Die Unterschiede lassen sich gut mit der Dopaminregulation erklären:

  • ADHS ist gekennzeichnet durch eine Unteraktivität dopaminerger Systeme, insbesondere im präfrontalen Cortex und im Striatum. Dopamin ist entscheidend für Motivation, Belohnungsverarbeitung und die Fähigkeit, Aufmerksamkeit aufrechtzuerhalten. Zu wenig Dopamin bedeutet: Reize können nicht ausreichend gewichtet werden, das Gehirn „springt“ zwischen Stimuli.
  • Autismus hingegen zeigt weniger eine Dopamin-Unterversorgung, sondern eher eine dysregulierte Reizfilterung auf glutamaterger und GABAerger Ebene, mit teils erhöhter dopaminerger Aktivität in subkortikalen Netzwerken. Dadurch werden Reize nicht „ausgeblendet“, sondern in ihrer maximalen Intensität wahrgenommen.

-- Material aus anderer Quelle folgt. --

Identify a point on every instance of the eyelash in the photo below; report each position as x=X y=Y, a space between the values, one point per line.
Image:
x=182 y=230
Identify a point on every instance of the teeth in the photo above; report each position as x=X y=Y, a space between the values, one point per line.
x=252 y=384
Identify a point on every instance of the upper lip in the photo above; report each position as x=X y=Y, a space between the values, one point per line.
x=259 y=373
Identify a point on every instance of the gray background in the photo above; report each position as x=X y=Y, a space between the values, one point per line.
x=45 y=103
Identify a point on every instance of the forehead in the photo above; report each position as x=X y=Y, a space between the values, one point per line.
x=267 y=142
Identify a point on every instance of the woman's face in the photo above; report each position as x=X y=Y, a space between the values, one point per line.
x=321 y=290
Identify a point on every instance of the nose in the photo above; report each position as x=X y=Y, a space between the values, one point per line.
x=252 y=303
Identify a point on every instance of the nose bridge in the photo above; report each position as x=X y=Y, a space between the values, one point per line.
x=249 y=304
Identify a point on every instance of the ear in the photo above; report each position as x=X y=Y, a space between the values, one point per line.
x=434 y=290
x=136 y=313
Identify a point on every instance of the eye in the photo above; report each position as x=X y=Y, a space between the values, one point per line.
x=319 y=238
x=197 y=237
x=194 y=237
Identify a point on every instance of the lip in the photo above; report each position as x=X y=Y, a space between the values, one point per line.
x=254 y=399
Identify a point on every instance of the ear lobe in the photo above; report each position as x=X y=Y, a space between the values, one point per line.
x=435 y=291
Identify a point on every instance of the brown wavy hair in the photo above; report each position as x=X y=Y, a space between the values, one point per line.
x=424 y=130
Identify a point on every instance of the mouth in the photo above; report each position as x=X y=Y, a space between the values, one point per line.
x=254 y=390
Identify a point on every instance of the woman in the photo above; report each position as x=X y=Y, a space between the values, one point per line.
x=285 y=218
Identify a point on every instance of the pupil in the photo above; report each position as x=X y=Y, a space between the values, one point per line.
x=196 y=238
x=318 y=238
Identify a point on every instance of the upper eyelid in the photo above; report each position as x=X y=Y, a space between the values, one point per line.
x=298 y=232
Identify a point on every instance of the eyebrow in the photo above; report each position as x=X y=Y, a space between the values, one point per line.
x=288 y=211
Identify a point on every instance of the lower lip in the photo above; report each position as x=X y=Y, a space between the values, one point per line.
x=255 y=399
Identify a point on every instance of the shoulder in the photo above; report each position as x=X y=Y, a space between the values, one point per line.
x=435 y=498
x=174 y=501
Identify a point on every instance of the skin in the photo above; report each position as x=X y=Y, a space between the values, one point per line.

Bedeutung für die Therapie

Aus diesen Unterschieden ergeben sich spezifische therapeutische Ansätze:

  • ADHS-Patient:innen profitieren von Dopaminagonisten bzw. Dopamin-Wiederaufnahmehemmern wie Atomoxetin, Methylphenidat oder Amphetaminen. Diese Medikamente erhöhen die Verfügbarkeit von Dopamin im synaptischen Spalt und verbessern damit die Fähigkeit, Aufmerksamkeit zu bündeln und relevante Reize hervorzuheben.


  • Autistische Erwachsene profitieren in bestimmten Fällen (z. B. bei ausgeprägter Reizüberflutung, Aggression oder komorbiden Psychosen) von Antipsychotika. Diese wirken dämpfend auf dopaminerge Überaktivität im mesolimbischen System und können die Reizintensität abmildern. Allerdings sollten sie vorsichtig eingesetzt werden, da sie nicht die Kernsymptome von Autismus, sondern sekundäre Belastungen adressieren.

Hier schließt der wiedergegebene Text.